Novel multi-layered 1-D nanostructure exhibiting the theoretical capacity of silicon for a super-enhaced lithium-ion battery

Abstract: This work reports on robust tri-layer-compartmentalized carbon core/silicon medium/carbon shell nanofibers as negative electrode material for Li-ion batteries. The feasibility of the tri-layered co-axial electrospinning system has been examined via simply designed numerical modeling as well as wire-in-tube structured carbon nanofiber preparation. Then, the carbon core/silicon medium/carbon shell tri-layered nanofibers have been successfully fabricated by adopting the tri-layered co-axial electrospinning and subsequent thermal treatment. The robust tri-layered structure and lack of the chemical reaction between Si and C components have been characterized. The super-enhanced electrochemical performances are finally demonstrated via Galvanostatic charge/discharge test.

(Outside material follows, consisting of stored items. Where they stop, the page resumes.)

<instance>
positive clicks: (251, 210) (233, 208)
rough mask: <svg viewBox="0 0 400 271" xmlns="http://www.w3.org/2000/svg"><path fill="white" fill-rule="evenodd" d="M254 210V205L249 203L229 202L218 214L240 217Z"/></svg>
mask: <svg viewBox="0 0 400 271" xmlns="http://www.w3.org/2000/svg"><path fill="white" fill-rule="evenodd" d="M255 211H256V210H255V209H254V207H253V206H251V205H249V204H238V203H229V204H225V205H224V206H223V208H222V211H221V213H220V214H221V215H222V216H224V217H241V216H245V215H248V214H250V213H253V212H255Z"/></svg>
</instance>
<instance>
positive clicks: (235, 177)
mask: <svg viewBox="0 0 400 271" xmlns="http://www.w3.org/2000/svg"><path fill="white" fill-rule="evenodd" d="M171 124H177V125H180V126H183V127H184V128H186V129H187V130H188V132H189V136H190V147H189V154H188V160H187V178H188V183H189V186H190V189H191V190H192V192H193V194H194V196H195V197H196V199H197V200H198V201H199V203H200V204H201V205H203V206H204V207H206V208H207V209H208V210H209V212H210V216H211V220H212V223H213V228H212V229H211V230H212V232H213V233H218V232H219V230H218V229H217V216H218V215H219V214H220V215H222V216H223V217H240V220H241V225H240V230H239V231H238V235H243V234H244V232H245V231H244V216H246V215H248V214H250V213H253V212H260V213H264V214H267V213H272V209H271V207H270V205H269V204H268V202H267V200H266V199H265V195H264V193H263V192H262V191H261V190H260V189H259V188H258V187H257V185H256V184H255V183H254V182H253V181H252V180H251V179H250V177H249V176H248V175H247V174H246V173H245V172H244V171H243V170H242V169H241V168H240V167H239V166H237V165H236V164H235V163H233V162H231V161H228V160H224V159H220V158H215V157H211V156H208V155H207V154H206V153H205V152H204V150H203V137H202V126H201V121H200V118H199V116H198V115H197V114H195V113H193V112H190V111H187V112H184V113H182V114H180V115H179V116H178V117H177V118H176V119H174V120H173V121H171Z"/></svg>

The reversible capacity of the tri-layered nanofiber (1210.7 mAh g-1) at the current rate of 50 mA g-1 is increased compared to that of the core/shell structured nanofiber. Especially, the realization of the theoretical specific capacity of Li15Si4 phase of Si nanoparticles (3627.3 mAh g-1) clearly demonstrates the strength of the core carbon layer. The fact that the specific capacity retention of the tri-layered nanofibers (more than 820 mAh g-1) at the current rate of 12,000 mA g-1 is much higher than that of the core/shell structured nanofibers (less than 200 mAh g-1) also implies the excellence of the tri-layered structure.